The Symposium was about two things: Robert Dover and half halts. I have to say that I really like the way that he described the application of the half halt. “Breathe in, close legs, close fist--breathe out and give.”
Good. Simple. Accessible. For Roberts’ training, in his own words, half halts ARE dressage training. The half halts he described energize, connect, and rebalance the horse so that is, in essence, true. I was less than enthusiastic about the occasional lack of demonstration with the horses and riders at his disposal. There was less live demonstration of his principals and more anecdotes and speeches given than I had seen in previous symposiums, by all manner of trainers, and my curiosity was not sated. Mr. Dover is incredibly energetic though. When he focuses on a point he can really drive it home and he has more charisma than the law should allow. He stresses the absolute importance that the horses accept being ridden forward from the lightest possible aids, but as strong as necessary, to the steady contact. The riders have to have correct positions with an emphasis on the upper body staying really forward. Mr. Dover told several riders to “lean forward” for extensions and for schooling piaffe.
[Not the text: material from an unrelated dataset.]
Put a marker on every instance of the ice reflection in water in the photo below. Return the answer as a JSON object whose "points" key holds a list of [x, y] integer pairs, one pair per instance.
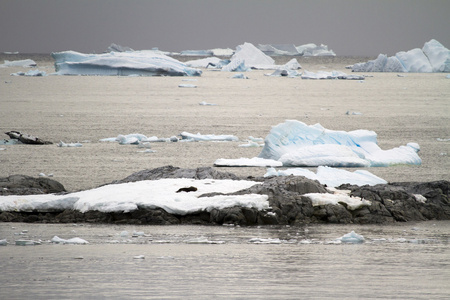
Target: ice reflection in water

He also discussed the saddle, how it effected the position of several riders, and made some obvious recommendations. Over the two days of the symposium there was only one “true” lesson and I did enjoy watching the progression, his intensity for the training being accepted by the horse, and his belief in the rider. It made wonder what he would offer the riders and audience if he had done more training and less presenting—a lot more it would seem.
The Bottom Line: For better or worse, a true dressage celebrity. If you want the Robert Dover Experience head to a symposium, if you want to learn about his training then go to an arena where he might be teaching.